An example of this philosophy can be seen in Coca-Cola's recent approach to bottled water. As the market for generic bottled water has decelerated, crimping volume growth, management has emphasized specialty waters and higher-margin variants. Quincey walked through examples of recent bottled water priorities, from the company's acquisition of niche mineral water brand Topo Chico last year to a shift toward higher-end products in China and innovation in Ciel, one of its chief Latin American bottled water brands. The CEO asserted that the company is "moving out of the phase of deprioritizing [low-value water orders] and starting to see some of the benefits of our focus on the premium orders."

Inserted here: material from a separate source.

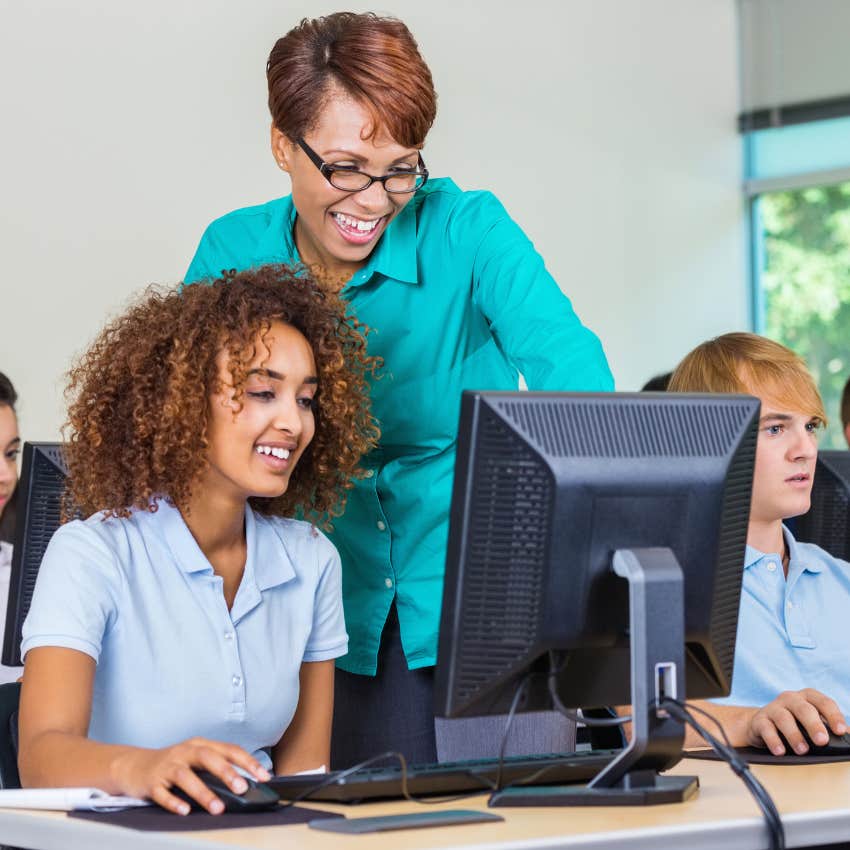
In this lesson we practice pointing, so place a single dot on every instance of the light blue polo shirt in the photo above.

Decisions like this mirror the company's larger journey from a volume-based manufacturing business to a brand marketer with higher gross and operating margins. As outgoing CFO Kathy Waller observed on the call, Coca-Cola sold its Canadian bottling operation at the end of the third quarter, marking the last of its North American bottling operations to be refranchised (i.e., sold) under its transition to a capital-light business model. The global beverage titan isn't eschewing growth -- quite the opposite. But price hikes in its biggest market and a de-emphasis on lower-margin products indicate that Coca-Cola is now extremely attuned to the quality of the growth it's seeking.